Lately I'm starting to learn a bit of how node.js works, so after some fights I've finally been able to have a decent setup for development without having to rely on a remote *NIX machine running node.
I'm just assuming that you already have installed Visual Studio 2013. I have the Premium Edition, I don't know if with the free Express Edition everything will work (specially node tools for VS).
This are the steps to setup most basic stuff needed:
1) Install node.js
I used the MSI installer x64 without any issue.
2) Install Pyton 2.7.x
Seems that 3.x is not fully supported, so I installed 2.7.6 (64-bit).
Remember to add to the PATH environment variable it's path, it didn't on my installation and node-gyp was not working.
3) Install node-gyp
Required for modules that need building from their sources.
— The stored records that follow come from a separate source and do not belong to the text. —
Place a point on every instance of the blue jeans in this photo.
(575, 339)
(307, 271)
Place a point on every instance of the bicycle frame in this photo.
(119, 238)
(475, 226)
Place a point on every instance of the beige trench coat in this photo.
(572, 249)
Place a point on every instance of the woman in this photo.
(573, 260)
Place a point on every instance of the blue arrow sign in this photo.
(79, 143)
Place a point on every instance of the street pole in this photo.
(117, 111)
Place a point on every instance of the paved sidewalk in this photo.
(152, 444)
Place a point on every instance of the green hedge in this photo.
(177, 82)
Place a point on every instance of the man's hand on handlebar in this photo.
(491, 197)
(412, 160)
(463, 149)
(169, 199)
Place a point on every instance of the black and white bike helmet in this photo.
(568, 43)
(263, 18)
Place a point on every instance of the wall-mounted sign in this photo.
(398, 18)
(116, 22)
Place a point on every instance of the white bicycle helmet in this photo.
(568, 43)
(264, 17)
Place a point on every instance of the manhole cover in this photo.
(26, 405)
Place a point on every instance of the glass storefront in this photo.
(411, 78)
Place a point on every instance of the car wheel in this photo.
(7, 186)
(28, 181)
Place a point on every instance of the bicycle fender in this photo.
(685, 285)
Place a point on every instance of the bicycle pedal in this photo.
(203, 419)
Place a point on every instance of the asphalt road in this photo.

Uses Python and under windows Visual C++ runtime builder for .node files.
4) Install Node.js Tools for Visual Studio
Really useful, not only provides with project templates for node apps and websites, but also allows cool things like local or remote debugging or intellisense for all code.
This VS Tools are in alpha, but the main problem you will encounter with it is that npm will fail a lot, as many modules have only been tested under Mac/Linux and use .sh scripts, that of course won't work under Windows.
5) Install nodemon
To avoid manually restarting node server, I'm lazy so for me a must-have
Installing modules is the only painful part, but going to a Node command prompt and manually "converting" to windows .sh commands and running "node-gyp configure build install" usually either works or pops out required dependencies that you should fetch manually first. It's painful but blame the module developers, seems that node and npm properly support now Windows but only some up to date modules seem to take this OS into account.
Oh, and if after building node-gyp fails not finding the .node "binary", go to the \build subfolder, probably VC++ created a \build\release subfolder and put it there.